Oil sands production now accounts for around half of total Canadian output, but its importance is likely to grow rapidly as conventional oil production continues to decline. By 2015 oil sands could account for as much as 75% of the country’s oil if production grows from a current 1 mbpd to 2.7 mbpd, as forecast by the Canadian Association of Petroleum Producers (CAPP); fifteen years later, oils sands production could be as high as 5 mbpd.

However, the oil sands industry is hitting a number of bottlenecks that could slow down the rate at which production is expanded. Shortages of skilled labour and construction materials have already slowed development at some new fields and led to large cost over-runs. Depleted supplies of condensates — used to blend with the bitumen in order to make it transportable through pipelines — will threaten the rate at which bitumen can be produced unless alternatives can be found, while soaring natural gas prices are pushing up operating costs. Moreover, when the Kyoto protocol comes into force in 2008 the high rate of carbon emissions from oil sands production will burden the industry with extra compliance costs.
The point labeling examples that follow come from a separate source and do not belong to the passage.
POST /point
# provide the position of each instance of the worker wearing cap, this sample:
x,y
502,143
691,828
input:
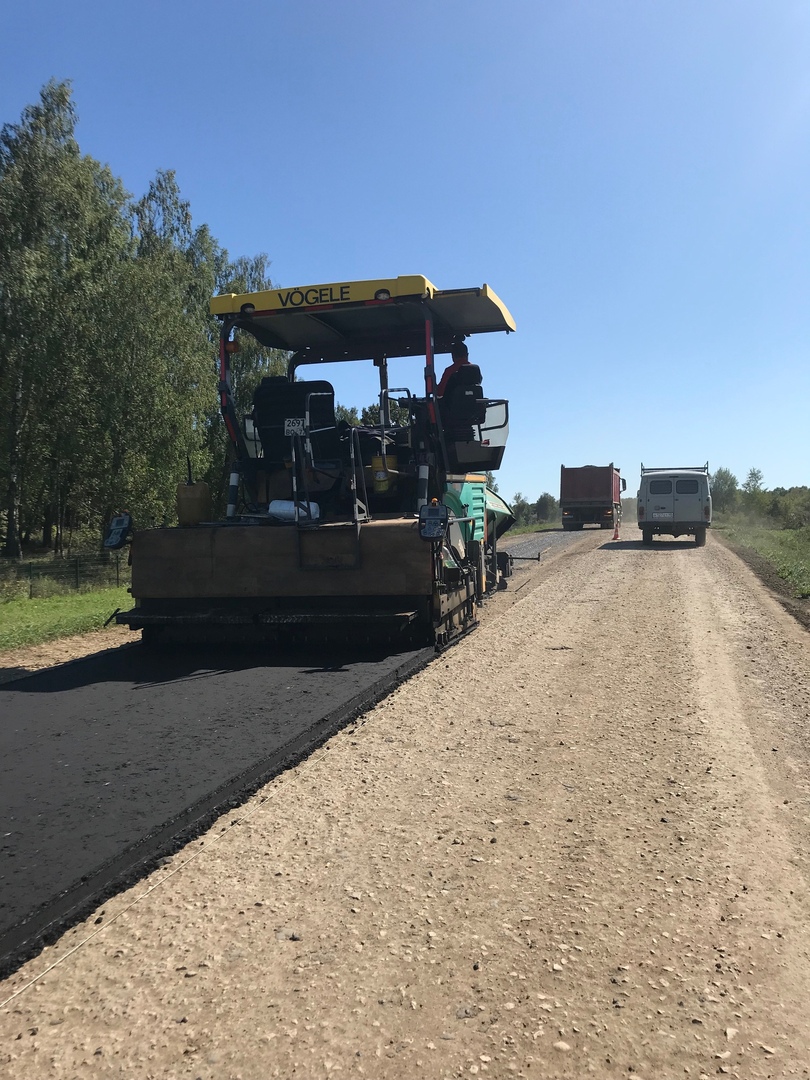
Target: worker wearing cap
x,y
460,358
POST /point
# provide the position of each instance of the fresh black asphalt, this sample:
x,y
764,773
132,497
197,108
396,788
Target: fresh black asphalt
x,y
99,754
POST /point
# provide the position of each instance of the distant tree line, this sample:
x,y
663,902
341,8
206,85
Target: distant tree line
x,y
780,508
108,356
541,511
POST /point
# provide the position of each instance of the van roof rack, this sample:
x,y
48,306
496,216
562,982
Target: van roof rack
x,y
674,468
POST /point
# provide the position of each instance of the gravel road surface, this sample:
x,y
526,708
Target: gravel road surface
x,y
97,755
576,845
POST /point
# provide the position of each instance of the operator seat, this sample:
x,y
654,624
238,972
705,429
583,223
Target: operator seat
x,y
462,405
277,400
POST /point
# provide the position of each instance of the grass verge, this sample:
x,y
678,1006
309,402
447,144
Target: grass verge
x,y
31,622
786,550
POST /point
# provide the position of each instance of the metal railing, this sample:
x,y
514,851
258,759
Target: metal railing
x,y
52,576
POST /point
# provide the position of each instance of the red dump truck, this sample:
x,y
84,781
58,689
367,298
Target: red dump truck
x,y
591,495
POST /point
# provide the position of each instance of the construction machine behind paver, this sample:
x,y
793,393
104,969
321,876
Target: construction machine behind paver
x,y
356,534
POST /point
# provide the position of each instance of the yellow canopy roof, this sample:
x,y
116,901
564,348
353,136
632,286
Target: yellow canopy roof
x,y
363,319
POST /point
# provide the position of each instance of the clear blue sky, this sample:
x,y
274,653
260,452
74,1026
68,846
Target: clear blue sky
x,y
632,177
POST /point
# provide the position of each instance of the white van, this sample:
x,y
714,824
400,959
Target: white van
x,y
675,501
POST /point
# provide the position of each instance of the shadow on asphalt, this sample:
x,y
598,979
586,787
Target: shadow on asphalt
x,y
142,667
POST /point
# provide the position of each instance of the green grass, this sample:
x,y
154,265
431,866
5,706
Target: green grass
x,y
31,622
787,550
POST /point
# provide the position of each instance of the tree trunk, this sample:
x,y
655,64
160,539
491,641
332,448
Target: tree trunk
x,y
12,548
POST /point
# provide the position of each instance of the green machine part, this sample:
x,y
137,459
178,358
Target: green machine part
x,y
470,497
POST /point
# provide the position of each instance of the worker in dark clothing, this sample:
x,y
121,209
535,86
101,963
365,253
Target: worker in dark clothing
x,y
460,358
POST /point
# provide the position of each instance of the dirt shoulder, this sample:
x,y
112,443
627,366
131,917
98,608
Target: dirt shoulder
x,y
769,576
576,845
15,663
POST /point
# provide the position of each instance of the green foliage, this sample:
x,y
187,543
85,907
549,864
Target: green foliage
x,y
31,622
724,490
109,376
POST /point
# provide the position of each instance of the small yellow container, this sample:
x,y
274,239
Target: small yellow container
x,y
193,503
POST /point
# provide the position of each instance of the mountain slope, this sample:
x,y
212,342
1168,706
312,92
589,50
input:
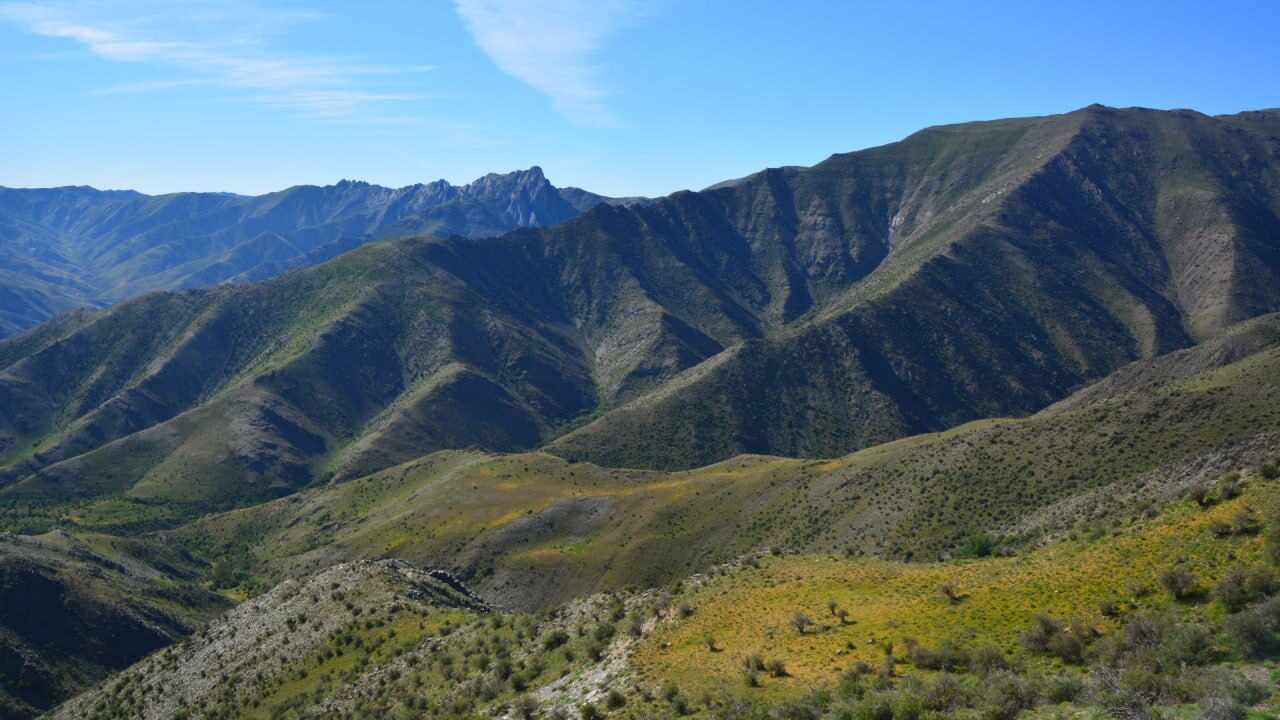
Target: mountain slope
x,y
76,246
383,638
533,531
969,270
76,609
The rate at which oil sands production increases will thus depend on how successfully the industry overcomes these obstacles as well as on a long period of high oil prices that would offset higher operating — and particularly energy — costs.

Summary

Oil sands production is continuing to grow, albeit less rapidly than has been predicted, and output is widely expected to double to 2 mbpd over the next 5 to 7 years. Returns have been less healthy than expected due to rising energy prices and shortages of materials and skilled labour that are driving up operating costs, yet investment remains healthy as companies look ahead to an era of high oil prices. Increasing production will need more pipeline capacity to carry the extra oil to new markets in the US and — potentially — in Asia, where Chinese refiners are showing interest in Canadian crude supplies. However, future production could be capped by shortages of suitable diluents to blend into the viscous bitumen and make it marketable. Canadian condensate supplies are tightening and the planned move towards blending synthetic crude with the bitumen to make a new medium-type crude will leave producers vulnerable if upgrading units shut down.
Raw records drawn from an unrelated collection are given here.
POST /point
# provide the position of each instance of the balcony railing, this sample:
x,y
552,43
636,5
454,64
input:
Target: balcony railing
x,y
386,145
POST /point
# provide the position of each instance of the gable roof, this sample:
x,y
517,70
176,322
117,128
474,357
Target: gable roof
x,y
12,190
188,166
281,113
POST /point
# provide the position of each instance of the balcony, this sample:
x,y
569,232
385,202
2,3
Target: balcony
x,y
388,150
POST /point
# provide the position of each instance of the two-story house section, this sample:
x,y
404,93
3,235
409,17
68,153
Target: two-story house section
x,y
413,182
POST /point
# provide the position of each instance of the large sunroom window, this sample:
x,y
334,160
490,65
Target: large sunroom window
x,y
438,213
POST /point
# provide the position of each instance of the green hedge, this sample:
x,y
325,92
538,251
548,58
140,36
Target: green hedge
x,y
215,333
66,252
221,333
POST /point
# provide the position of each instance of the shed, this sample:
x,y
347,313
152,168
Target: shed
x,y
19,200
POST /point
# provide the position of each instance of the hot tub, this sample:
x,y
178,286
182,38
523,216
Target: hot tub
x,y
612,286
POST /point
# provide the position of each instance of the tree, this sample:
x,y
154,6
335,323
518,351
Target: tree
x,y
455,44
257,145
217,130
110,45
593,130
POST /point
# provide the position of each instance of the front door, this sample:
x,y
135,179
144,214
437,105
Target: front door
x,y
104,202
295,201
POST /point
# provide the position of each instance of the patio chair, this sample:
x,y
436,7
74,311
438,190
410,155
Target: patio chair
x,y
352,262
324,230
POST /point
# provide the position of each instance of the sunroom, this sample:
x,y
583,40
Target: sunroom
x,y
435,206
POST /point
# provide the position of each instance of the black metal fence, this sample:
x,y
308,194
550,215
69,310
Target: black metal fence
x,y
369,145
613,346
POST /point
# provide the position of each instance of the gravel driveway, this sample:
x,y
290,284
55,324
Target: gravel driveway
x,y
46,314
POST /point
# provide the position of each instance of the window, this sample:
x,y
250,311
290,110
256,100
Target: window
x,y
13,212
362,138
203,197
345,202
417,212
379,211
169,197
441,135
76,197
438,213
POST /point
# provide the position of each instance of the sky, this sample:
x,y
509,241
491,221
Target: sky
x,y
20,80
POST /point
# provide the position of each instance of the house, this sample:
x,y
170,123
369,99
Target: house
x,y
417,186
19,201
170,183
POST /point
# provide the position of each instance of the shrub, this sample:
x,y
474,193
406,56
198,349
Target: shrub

Oil shales have been hailed recently as the US’ answer to Canada’s oil sands. However, there is unlikely to be any substantial contribution to oil supplies from this source for at least ten years, even if oil prices remain at high levels. Although the US’ shale deposits contain trillions of barrels of oil, the technology required to extract the liquids and make them into a marketable crude is still in the early stages of development and a commercial scale plant is unlikely to be operational until the end of this decade. Many technical and environmental obstacles remain and may put back the date at which oil shale development becomes an economically feasible proposition. Shell, whose in-situ extraction process looks the most promising thus far, predicts that production will at best reach 1 mbpd by 2015, with operating costs likely to lie in the range $25 to $30/bbl. The Rand Corporation is even more cautious, with a forecast of 1 mbpd of production sometime between 2020 and 2025. These numbers must remain largely speculative, however, until a commercial-sized plant has been built and tested.